Background information
- Also known as: Stunna; Big 4x; Rich Youngin;
- Born: Khalick Antonio Caldwell January 1, 1996 (age 30) Charlotte, North Carolina, U.S.
- Origin: Salisbury, North Carolina, U.S
- Genres: Southern hip-hop; gangsta rap; trap;
- Occupations: Rapper; songwriter;
- Years active: 2014–present
- Labels: Billion Dollar Baby; Interscope;
- Spouse: Monaleo ​(m. 2025)​
- Children: 1
- Website: officialstunna4vegas.com

= Stunna 4 Vegas =

American rapper

Khalick Antonio Caldwell, better known as Stunna 4 Vegas (stylised as $tunna 4 Vegas), (born January 1, 1996) is an American rapper from Salisbury, North Carolina. He is best known for his 2020 single "Go Stupid" (with Polo G and NLE Choppa featuring Mike Will Made It), which received quadruple platinum certification by the Recording Industry Association of America (RIAA). Two years prior, he signed with fellow North Carolina–based rapper DaBaby's Billion Dollar Baby Entertainment, an imprint of Interscope Records to release his debut album, Big 4x (2019) and its follow-up, Rich Youngin (2020). Both albums performed moderately on the Billboard 200—the latter peaked at number 29 on the chart. His third and fourth albums, Welcome to 4 Vegas (2020) and Rae Rae's Son (2022), both failed to chart.

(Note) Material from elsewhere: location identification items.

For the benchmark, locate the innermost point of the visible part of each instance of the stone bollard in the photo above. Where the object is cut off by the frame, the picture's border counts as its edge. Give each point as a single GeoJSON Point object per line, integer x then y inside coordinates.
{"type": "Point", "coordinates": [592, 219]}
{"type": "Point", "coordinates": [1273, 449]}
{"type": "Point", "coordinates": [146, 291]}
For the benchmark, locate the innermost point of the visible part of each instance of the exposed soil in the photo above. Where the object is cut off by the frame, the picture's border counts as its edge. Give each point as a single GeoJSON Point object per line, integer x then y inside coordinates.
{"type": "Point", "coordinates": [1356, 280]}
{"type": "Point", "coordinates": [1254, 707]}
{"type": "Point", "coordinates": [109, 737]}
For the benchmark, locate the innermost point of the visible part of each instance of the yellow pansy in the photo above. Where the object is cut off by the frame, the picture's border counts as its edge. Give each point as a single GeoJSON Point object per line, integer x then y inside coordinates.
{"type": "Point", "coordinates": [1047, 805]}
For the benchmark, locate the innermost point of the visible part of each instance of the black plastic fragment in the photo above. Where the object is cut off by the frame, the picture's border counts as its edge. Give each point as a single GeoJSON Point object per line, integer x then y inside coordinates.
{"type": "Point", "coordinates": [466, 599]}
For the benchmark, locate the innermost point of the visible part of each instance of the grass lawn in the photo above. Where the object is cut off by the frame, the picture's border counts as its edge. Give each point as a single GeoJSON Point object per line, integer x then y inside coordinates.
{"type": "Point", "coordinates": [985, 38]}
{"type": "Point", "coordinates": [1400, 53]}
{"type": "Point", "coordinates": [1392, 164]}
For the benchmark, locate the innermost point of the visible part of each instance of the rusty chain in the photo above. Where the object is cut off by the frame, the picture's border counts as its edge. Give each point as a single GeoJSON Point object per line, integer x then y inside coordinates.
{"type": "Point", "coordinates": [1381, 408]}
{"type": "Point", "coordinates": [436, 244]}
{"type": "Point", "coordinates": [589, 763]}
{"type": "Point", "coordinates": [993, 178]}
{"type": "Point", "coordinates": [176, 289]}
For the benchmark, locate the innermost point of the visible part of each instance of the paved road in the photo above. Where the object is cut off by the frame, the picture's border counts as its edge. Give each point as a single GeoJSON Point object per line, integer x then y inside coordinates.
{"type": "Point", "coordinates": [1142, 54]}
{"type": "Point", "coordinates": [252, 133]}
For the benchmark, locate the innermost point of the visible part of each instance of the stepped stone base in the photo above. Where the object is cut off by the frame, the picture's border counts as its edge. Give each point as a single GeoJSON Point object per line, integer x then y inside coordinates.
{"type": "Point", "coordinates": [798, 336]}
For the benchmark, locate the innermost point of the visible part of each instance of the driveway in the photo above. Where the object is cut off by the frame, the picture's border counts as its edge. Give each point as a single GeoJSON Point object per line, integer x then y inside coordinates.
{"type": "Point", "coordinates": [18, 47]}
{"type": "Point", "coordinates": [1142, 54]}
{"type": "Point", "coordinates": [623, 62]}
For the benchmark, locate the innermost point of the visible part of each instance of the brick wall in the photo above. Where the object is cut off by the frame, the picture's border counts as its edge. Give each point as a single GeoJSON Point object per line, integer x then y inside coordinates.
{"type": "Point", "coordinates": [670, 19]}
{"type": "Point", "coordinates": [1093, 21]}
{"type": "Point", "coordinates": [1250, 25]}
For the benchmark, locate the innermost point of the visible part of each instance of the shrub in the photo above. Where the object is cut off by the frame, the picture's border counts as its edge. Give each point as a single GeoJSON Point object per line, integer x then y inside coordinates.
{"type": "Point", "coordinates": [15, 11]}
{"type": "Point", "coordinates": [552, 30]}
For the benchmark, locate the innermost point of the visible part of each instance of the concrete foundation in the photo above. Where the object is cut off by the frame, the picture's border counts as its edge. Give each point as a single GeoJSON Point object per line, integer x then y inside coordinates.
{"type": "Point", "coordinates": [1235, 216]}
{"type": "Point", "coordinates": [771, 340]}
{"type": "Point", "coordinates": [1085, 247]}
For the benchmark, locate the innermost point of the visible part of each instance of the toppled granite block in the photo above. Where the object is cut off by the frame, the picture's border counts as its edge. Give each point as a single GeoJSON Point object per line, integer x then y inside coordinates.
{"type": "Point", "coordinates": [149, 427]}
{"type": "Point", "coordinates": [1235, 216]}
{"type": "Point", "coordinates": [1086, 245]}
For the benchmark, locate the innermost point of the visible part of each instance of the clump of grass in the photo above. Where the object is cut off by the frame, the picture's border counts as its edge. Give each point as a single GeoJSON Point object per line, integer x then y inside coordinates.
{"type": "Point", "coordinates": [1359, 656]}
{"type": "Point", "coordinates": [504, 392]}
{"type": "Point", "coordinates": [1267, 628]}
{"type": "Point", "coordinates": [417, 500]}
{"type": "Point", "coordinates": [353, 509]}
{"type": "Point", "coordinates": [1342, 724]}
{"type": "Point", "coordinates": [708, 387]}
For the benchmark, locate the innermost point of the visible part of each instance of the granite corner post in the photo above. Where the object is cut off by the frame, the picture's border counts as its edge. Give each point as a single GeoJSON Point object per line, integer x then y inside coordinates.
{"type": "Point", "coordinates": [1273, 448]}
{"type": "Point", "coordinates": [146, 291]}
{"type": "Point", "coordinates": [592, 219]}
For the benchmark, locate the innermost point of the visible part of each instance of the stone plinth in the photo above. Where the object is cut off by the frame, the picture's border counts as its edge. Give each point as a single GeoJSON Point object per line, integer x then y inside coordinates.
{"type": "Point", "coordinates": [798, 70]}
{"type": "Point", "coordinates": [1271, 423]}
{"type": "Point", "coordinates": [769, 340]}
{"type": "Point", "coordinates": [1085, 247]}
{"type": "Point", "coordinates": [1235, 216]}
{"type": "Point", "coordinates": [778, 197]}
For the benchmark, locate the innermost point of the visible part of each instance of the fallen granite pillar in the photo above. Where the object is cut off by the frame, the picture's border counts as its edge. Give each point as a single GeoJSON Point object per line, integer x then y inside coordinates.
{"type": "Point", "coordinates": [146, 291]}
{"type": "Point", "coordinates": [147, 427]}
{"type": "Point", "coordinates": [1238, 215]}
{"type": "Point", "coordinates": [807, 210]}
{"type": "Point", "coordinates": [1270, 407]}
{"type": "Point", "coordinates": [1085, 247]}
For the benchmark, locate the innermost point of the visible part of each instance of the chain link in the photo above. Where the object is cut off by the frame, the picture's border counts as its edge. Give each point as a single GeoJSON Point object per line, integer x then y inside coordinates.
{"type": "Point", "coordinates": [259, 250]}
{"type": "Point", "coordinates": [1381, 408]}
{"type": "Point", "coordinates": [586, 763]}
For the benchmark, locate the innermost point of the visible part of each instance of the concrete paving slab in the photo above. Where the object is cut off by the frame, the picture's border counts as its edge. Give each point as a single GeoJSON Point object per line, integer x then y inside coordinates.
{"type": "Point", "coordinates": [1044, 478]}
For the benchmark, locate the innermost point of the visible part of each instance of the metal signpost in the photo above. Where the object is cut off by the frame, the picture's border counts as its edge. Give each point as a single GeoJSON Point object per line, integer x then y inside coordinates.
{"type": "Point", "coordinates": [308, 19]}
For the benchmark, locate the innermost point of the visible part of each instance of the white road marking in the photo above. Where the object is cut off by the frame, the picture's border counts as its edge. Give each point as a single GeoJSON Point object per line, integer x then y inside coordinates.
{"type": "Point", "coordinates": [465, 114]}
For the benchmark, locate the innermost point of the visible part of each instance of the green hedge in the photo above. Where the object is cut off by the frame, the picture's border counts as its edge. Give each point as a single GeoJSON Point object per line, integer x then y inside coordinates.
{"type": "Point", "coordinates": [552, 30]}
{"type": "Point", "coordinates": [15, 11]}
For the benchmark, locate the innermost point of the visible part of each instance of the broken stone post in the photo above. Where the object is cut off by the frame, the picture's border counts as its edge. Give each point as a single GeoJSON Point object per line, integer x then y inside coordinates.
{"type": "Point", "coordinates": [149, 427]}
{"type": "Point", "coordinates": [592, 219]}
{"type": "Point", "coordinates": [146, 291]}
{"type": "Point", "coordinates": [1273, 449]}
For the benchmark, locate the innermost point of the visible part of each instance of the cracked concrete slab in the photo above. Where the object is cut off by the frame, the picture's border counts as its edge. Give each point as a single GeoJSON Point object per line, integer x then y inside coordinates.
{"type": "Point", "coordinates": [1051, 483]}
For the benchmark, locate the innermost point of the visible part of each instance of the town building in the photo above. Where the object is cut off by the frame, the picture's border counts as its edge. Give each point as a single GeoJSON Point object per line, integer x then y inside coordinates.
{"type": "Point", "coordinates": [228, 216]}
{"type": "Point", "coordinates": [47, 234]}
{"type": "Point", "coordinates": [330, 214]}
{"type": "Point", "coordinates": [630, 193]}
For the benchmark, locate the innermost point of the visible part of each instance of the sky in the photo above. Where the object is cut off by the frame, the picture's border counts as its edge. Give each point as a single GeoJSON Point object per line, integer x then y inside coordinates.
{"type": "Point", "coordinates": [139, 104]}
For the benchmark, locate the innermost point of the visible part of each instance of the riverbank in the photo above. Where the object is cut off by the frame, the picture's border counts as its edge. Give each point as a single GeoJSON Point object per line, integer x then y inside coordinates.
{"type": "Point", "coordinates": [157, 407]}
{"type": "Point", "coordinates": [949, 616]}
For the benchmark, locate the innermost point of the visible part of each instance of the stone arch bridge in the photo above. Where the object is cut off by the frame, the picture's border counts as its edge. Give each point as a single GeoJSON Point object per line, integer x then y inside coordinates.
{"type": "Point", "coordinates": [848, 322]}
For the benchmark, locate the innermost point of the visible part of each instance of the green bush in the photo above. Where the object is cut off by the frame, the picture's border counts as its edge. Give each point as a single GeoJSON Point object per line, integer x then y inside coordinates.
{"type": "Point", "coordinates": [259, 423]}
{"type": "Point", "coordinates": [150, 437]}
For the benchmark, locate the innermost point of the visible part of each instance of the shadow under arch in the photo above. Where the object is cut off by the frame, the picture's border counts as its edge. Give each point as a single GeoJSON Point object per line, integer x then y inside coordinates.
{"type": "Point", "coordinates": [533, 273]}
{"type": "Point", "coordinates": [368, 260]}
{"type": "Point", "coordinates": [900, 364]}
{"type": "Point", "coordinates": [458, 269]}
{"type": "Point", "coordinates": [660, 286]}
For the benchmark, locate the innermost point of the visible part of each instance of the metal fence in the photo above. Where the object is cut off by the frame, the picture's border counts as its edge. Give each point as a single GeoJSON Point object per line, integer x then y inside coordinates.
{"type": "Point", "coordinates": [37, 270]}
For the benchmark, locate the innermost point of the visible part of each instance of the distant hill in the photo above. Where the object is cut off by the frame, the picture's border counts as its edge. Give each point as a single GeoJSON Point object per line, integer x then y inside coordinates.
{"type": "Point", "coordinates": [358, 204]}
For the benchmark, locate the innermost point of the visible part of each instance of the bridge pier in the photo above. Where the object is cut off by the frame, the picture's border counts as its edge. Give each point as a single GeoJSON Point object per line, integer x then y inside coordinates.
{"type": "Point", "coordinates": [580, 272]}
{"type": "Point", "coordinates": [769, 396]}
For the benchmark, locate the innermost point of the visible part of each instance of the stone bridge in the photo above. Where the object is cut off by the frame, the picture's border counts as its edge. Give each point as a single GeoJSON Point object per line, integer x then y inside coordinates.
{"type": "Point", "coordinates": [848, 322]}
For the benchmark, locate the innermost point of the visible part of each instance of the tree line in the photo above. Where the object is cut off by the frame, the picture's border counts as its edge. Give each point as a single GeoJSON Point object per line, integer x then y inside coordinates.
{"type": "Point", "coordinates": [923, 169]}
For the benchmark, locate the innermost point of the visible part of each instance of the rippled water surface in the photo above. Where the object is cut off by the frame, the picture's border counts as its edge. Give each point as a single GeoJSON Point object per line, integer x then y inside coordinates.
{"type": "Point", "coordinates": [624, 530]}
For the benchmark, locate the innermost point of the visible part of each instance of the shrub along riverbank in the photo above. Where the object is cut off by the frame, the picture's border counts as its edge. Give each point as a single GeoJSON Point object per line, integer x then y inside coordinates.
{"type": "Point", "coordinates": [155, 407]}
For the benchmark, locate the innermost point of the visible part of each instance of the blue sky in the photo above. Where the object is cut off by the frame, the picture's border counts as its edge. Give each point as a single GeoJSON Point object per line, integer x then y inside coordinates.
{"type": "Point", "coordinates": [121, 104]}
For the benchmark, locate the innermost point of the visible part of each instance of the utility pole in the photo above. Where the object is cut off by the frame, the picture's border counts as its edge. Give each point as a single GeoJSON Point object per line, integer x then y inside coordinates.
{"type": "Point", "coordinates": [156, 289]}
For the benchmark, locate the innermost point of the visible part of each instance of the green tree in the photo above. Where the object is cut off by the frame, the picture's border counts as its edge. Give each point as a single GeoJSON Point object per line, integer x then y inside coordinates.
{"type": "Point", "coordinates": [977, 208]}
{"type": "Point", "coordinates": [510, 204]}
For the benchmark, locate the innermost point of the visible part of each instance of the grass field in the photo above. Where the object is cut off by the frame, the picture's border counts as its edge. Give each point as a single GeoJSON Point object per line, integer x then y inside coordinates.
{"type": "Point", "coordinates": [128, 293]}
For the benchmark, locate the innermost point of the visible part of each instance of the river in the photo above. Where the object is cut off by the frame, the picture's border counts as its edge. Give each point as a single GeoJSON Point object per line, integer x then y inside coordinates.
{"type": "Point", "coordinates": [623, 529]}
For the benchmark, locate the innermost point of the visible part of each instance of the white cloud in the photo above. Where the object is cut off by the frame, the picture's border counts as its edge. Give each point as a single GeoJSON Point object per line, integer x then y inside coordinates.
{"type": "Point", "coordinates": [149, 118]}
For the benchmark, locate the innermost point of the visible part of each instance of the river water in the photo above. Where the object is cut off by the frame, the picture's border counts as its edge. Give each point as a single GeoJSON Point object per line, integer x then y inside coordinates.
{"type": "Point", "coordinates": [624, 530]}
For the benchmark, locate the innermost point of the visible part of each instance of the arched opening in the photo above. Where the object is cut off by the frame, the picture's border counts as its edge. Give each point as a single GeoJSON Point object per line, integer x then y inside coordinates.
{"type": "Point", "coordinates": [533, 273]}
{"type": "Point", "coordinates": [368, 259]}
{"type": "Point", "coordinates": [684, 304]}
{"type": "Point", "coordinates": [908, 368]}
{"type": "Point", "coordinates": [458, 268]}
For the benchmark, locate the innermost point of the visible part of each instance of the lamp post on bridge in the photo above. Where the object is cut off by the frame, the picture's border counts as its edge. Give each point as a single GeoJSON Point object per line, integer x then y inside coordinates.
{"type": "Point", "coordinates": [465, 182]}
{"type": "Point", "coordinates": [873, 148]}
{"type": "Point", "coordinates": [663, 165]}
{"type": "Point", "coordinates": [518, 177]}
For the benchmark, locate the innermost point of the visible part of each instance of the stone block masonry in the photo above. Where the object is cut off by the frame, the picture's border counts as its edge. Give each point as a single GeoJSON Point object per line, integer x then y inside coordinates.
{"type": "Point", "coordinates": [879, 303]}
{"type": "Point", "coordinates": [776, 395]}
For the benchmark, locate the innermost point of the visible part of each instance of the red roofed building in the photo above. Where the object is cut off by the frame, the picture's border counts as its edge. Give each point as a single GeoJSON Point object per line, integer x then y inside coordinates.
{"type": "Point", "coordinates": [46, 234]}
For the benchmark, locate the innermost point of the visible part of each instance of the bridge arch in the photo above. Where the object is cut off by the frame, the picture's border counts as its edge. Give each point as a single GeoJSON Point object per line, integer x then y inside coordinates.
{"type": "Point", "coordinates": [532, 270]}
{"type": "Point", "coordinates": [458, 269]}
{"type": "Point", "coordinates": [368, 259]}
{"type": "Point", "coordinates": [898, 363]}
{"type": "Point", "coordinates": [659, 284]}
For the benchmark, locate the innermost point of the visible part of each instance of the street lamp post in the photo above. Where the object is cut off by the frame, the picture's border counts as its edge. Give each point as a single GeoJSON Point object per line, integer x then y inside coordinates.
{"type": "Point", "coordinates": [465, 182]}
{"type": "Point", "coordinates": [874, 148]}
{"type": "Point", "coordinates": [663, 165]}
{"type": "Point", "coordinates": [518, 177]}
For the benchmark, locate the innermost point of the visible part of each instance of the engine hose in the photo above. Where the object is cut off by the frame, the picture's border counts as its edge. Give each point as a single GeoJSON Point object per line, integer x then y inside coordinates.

Despite having the city as part of his stage name, Caldwell claims no personal connection to Las Vegas; the "4" was adapted from his hometown area code.

==Early life==
Khalick Caldwell grew up without a father figure, learning how to rap at an early age after figuring that he would not be successful in sports. Notwithstanding, he was a member of the basketball and football teams in high school.

His cousin is Green Bay Packers defensive tackle Javon Hargrave.

==Career==
===2018: "Animal" and signing to DaBaby===
In late September 2018, Caldwell released the track "Animal", which featured fellow North Carolina rapper DaBaby. The track gained popularity after it was posted on DaBaby's channel. Caldwell signed to DaBaby's record label Billion Dollar Baby Entertainment, and was featured on his track "4X" produced by Producer 20 (Igot20onmybeat) from his November 2018 mixtape Blank Blank.

===2019: Further success and debut album===
Caldwell was featured on DaBaby's track "Joggers" from his debut album Baby on Baby in March 2019. He was then featured on Asian Da Brat's 2019 mixtape Unfuccwitable, on the track "I Love It".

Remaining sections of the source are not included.